En esta vez el marqués de Valle Alegre tomó con sus dos manos la del conde, y le dijo:

—¡Encantado! Todo es dicha, contento y felicidad, lo que ha hecho usted sólo se paga con este apretón de manos, como signo de alianza y de amistad eterna entre las dos antiguas, nobles y poderosas casas de los marqueses de Valle Alegre y de los valientes condes del Sauz. Desgraciadamente mis bienes y haciendas no están en el grado de prosperidad que las de usted; pero hay, a Dios gracias, como quien dice para comer una mala sopa. Me permitirá usted, primo, que le haga en este momento un pobre obsequio como testimonio de lo mucho que le agradezco tanta fineza. El avío, con su tiro de reserva de mulas blancas, el coche de mi casa y los veinticinco cuerudos, se quedarán en la hacienda. ¿Espero, primo, que estará usted contento?

—¡Contentísimo! —dijo a su vez el conde levantándose y estrechando la mano del marqués.

El conde, que tenía mulas y caballos magníficos en sus estancias, fijó, sin embargo, su atención en el rumboso avío de su futuro hijo político, y deseaba a toda costa quedarse por lo menos con el nunca visto tiro de mulas blancas, y con los veinticinco cuerudos montados en caballos tan briosos, tan iguales, tan perfectos, que cada uno valía por lo menos media talega de pesos; pero no hallaba cómo manifestar sus deseos al marqués; así que de veras quedó contento y le estrechó sinceramente la mano.

—Es ya hora en que debo presentarme a la hermosa Mariana, ofrecerle mis respetos y mis pobres regalos, que no tienen otro mérito sino ser las antiguas alhajas de familia. Una perla es lo único curioso y de algún valor.

El marqués tomó de sobre una mesa los cofrecitos que contenían las alhajas y se dirigió a las habitaciones de Mariana, hasta cuya puerta lo acompañó el conde.

—Los futuros esposos tendrán mucho que decirse, y la presencia de un padre no es muy oportuna en tales ocasiones. Tengo mil y mil cosas que ordenar todavía, y, entre tanto, muchas felicidades.

El marqués entró en el saloncito primoroso y coquetamente adornado de Mariana, y el conde se dirigió a las oficinas, donde don Remigio lo esperaba.

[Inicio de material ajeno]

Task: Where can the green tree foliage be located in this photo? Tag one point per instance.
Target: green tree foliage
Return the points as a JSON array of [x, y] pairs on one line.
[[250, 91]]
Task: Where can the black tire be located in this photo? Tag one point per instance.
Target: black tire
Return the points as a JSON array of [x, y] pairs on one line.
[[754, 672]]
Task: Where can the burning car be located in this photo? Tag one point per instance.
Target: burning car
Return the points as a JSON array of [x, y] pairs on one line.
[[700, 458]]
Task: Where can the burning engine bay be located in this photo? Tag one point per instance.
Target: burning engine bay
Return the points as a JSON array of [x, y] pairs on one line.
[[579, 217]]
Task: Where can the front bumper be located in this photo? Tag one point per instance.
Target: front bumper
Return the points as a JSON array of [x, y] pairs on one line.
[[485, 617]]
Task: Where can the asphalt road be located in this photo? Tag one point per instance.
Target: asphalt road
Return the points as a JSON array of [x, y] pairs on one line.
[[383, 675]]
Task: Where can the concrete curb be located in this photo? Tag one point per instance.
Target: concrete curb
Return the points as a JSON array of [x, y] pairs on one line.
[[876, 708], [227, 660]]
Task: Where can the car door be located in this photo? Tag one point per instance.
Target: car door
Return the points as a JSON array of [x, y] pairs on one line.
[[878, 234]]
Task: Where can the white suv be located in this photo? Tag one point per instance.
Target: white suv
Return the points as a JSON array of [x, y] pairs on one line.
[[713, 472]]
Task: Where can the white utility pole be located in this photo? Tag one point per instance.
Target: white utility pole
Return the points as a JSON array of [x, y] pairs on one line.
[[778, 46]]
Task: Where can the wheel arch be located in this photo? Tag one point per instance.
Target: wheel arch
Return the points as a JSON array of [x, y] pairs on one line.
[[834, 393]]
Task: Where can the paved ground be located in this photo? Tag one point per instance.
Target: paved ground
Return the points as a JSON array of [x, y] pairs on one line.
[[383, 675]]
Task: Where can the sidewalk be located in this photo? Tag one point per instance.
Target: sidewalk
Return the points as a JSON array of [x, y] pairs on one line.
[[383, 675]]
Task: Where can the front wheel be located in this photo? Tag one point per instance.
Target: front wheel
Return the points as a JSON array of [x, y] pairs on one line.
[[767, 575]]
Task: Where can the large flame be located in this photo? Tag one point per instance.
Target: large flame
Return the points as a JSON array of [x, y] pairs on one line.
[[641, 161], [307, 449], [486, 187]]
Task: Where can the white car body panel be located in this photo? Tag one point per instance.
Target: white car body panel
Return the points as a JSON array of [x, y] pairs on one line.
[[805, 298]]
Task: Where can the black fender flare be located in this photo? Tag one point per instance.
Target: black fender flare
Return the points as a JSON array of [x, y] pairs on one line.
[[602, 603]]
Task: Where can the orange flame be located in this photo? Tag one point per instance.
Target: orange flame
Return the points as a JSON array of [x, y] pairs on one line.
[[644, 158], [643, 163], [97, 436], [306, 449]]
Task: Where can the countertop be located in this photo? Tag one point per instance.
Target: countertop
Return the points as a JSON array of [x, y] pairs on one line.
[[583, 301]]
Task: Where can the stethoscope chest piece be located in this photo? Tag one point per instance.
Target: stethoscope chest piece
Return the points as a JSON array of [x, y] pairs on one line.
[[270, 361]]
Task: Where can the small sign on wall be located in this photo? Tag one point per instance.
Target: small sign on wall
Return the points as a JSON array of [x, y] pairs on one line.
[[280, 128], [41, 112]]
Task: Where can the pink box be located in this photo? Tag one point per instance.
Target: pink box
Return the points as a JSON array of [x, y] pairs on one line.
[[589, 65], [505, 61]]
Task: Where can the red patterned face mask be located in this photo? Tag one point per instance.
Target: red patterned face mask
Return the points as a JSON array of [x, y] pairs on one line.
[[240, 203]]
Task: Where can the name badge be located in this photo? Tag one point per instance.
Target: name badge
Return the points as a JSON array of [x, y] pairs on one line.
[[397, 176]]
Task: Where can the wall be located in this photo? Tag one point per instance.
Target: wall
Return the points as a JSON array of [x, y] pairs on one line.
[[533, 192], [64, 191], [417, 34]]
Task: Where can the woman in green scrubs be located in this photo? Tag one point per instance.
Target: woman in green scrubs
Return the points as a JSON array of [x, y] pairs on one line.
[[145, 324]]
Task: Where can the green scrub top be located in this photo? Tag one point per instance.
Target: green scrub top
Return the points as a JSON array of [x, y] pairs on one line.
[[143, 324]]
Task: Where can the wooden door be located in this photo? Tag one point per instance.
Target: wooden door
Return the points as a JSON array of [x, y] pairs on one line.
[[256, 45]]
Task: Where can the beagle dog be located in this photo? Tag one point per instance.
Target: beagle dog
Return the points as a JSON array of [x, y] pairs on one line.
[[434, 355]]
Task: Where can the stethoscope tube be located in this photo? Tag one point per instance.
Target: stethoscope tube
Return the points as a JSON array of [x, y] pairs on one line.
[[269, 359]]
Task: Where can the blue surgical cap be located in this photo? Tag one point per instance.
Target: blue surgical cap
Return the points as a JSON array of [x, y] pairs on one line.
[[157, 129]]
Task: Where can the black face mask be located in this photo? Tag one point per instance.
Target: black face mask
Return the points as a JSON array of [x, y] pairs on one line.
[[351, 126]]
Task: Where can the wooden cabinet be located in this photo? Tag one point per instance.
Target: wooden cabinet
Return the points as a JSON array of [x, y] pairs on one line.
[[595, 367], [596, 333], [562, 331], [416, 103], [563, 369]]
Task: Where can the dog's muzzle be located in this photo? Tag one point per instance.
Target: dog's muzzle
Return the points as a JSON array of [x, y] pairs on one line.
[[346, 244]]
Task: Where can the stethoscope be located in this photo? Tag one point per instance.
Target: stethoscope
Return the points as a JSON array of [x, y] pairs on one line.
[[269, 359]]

En todas estas cosas y en los preparativos y solemnidades de las bodas, para nada se había contado con Mariana. El conde se limitaba a darle ciertas órdenes con una severidad que no admitía réplica; don Remigio, desde el regreso del conde a la finca, no se había atrevido ni había podido tener ocasión de explicarse con su ama, y lleno de inquietud y de temores especialmente desde la conferencia que tuvo con el practicante, se limitaba a ejecutar también la voluntad del conde sin replicar, sin preguntar, y no previendo siquiera el desenlace que tendría esta gran festividad, que probablemente terminaría con el sacrificio de su hijo y de Mariana. Se le figuraba que se iba a repetir algo de lo que había leído en la historia de los aztecas, y que la víctima, coronada de flores y acompañada de sacerdotes y de doncellas cantando, iba a terminar en la piedra de sacrificios, donde le arrancaban el corazón. En las oscuridades de su imaginación, salpicadas de luces extrañas, no distinguía claramente si era su hijo o Mariana la que debía perecer. Era igual: a los dos los amaba con la pasión de viejo que no tenía otra cosa en la tierra más que a ellos. Estaba como en otro mundo, y estremeciéndose y disimulando obedecía al conde maquinalmente.

Lo dejaremos ahora ocupado con el conde en disponer lo necesario para recibir al marqués del Apartado, al obispo de Durango, a doña Pomposa y a los curas, y entremos a las habitaciones de Mariana, donde, con sus cofrecitos de alhajas en la mano, la esperaba impaciente el marqués de Valle Alegre.